Öncelikle, neden imzaladınız?
Ben ilk grup içerisinde değildim. Bildiriden de haberdar değildim. Ancak, Türkiye’deki idari yetkililerin, akabinde illegal bir suç örgütü liderinin akademisyenleri tehdit etmesi üzerine, hem akademik özgürlüğe hem de ülkenin barış ihtiyacına destek olma adına bildiriye imza attım.

Önceki gün ifade vermek için Savcılığa çağrıldınız. Neler soruldu?
Tek merkezden yürütülen bir süreç var. İdari bakımdan, Takip ettiğimiz kadarıyla 89 üniversitede, arkadaşlarımıza hiçbir şekilde sorgulama yapılamayacak maddeler üzerinden sorgulama yapıldı. Hatta bazı şehirlerdeki savcılık soruşturmalarında doğrudan, ‘PKK’yı terör örgütü olarak kabul ediyor musun’ gibi sorularla karşılaşıldığını da biliyoruz. Ancak biz burada öyle bir süreçle karşılaşmadık.

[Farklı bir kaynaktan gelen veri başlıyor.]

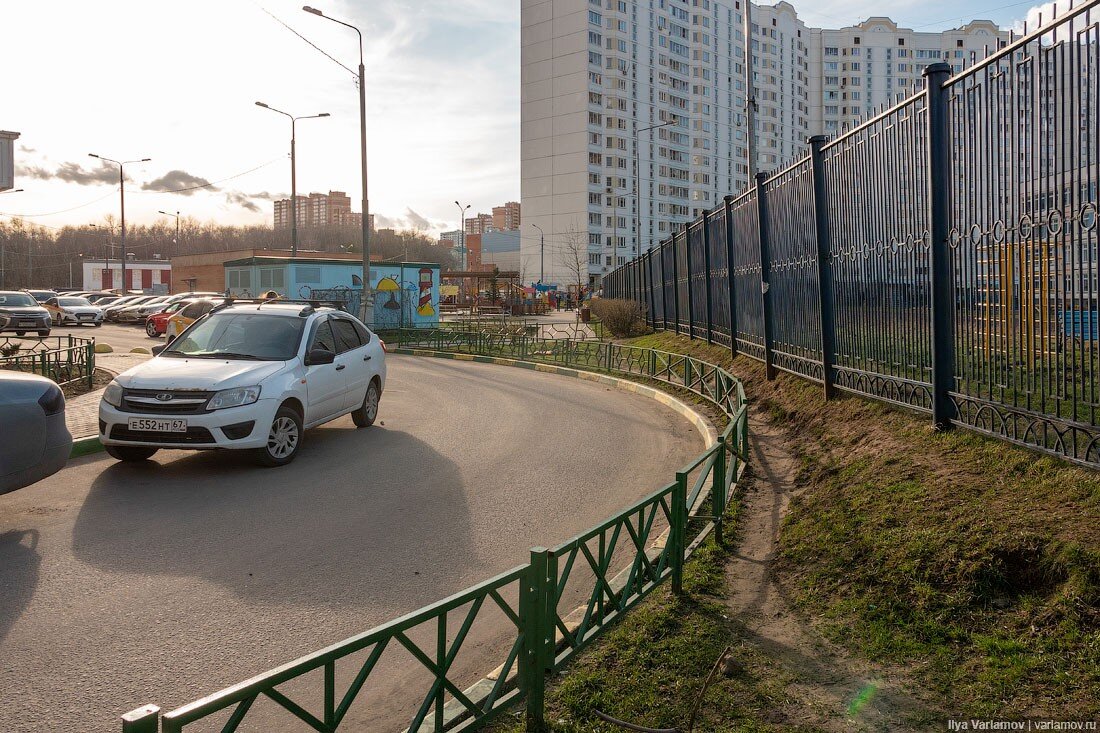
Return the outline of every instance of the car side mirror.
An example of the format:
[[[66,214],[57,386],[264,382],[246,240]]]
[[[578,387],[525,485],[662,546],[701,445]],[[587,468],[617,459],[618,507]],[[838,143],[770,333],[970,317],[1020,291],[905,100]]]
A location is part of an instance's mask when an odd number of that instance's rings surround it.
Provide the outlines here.
[[[306,366],[321,366],[336,361],[336,354],[328,349],[311,349],[306,354]]]
[[[160,352],[168,348],[168,344],[161,344],[160,346],[154,346],[150,351],[153,352],[153,356],[159,356]]]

Buna rağmen, bize yöneltilen ‘suçlama’, her hangi bir gerekçe göstermeden, sadece bildiriden birkaç cımbızlanmış sözcük üzerinden ‘örgüt propagandası’ yapma yönünde oldu.

Yaşananlar neyin işareti?
Yaşananlar, Türkiye’de akademik özgürlüğün ya da düşünce hak ve özgürlüklerinin çok da olumlu yönde gitmediğinin bir işaretidir diye düşünüyorum.

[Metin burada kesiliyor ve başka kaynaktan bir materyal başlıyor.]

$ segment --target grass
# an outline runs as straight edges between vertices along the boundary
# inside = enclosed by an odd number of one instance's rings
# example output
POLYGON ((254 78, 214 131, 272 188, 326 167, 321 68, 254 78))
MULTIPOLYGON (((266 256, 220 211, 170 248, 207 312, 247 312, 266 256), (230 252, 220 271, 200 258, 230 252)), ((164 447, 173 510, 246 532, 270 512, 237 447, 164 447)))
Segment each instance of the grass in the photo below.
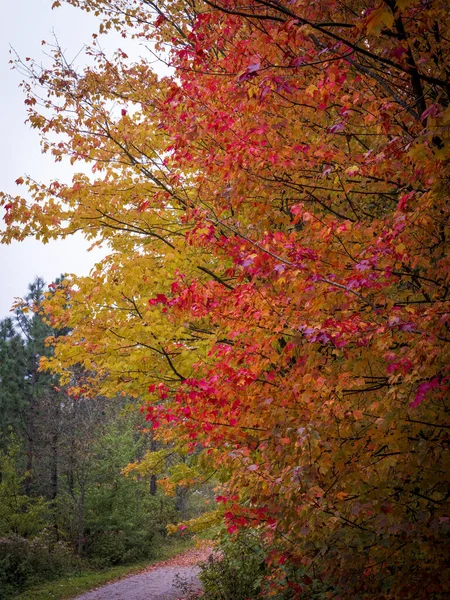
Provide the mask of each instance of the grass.
POLYGON ((85 571, 77 575, 62 577, 30 588, 19 596, 14 596, 12 600, 66 600, 67 598, 73 598, 110 581, 139 573, 153 563, 176 556, 190 548, 192 543, 189 538, 173 539, 161 546, 158 556, 152 560, 133 565, 112 567, 104 571, 85 571))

Bu süreci ‘cadı avı’ olarak niteliyor musunuz?
80 ihtilali döneminde benzerlerini gördük bu sürecin. Bu, klasik, 1950’lerin Amerika’sındaki McCarthy sürecinin bir yansıması aslında. Burada temel amaç, bizden ziyade, bizim üzerimizden toplumun geneline ya da düşünen kesimlere bir mesaj vermek ve bu mesaj da çoğunlukla, ‘Hayır, bizim sistemimiz ortada ve bu sistem çerçevesinde düşüncelerinizi beyan edebilirsiniz, bunun haricindeki düşünceleri kabul etmiyoruz…’şeklinde! Bunun adını da ‘ileri demokrasi’ koyuluyor.

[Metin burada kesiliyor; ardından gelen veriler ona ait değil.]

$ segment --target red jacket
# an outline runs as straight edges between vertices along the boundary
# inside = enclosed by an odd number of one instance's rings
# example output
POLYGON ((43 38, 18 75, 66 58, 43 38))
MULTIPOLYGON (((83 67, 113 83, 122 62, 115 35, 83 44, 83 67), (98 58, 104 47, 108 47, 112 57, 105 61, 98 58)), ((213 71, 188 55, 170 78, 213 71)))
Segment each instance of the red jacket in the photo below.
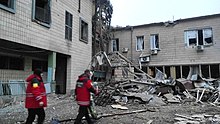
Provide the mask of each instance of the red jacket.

Olanları, ‘özgür düşünce’ ve ’demokratik ifade hakkı’ adına nasıl değerlendiriyorsunuz?
Gelinen noktada, ifade özgürlüğünün olmadığını açık bir şekilde görebiliyoruz. Modern hukukta, savunma hakkı olması lazım. İddiada bulunanlar, iddialarını kanıtlamakla mükelleftirler. Ama bizde, savunma hakkının ihlali söz konusu. Size bir suçlama yapılıyor ve siz, kendinizi kanıtlamak zorunda bırakılıyorsunuz. Bu, modern hukuka uymuyor, hatta ilkel hukukta bile süreç bu kadar radikal bir biçimde ilerlemiyordu. O nedenle, bizler, 1930’larda Almanya’da yaşanan sindirme politikalarının aynısını yaşıyoruz.

Ülkede yaşananların vicdani sorgusundan bundan sonra da uzak durmayacağınızı söylemek yanlış olur mu?
Ben ve diğer akademisyenler kesinlikle durmayacağız. Durursak bu ülkede yaşamamızın anlamı kalmaz.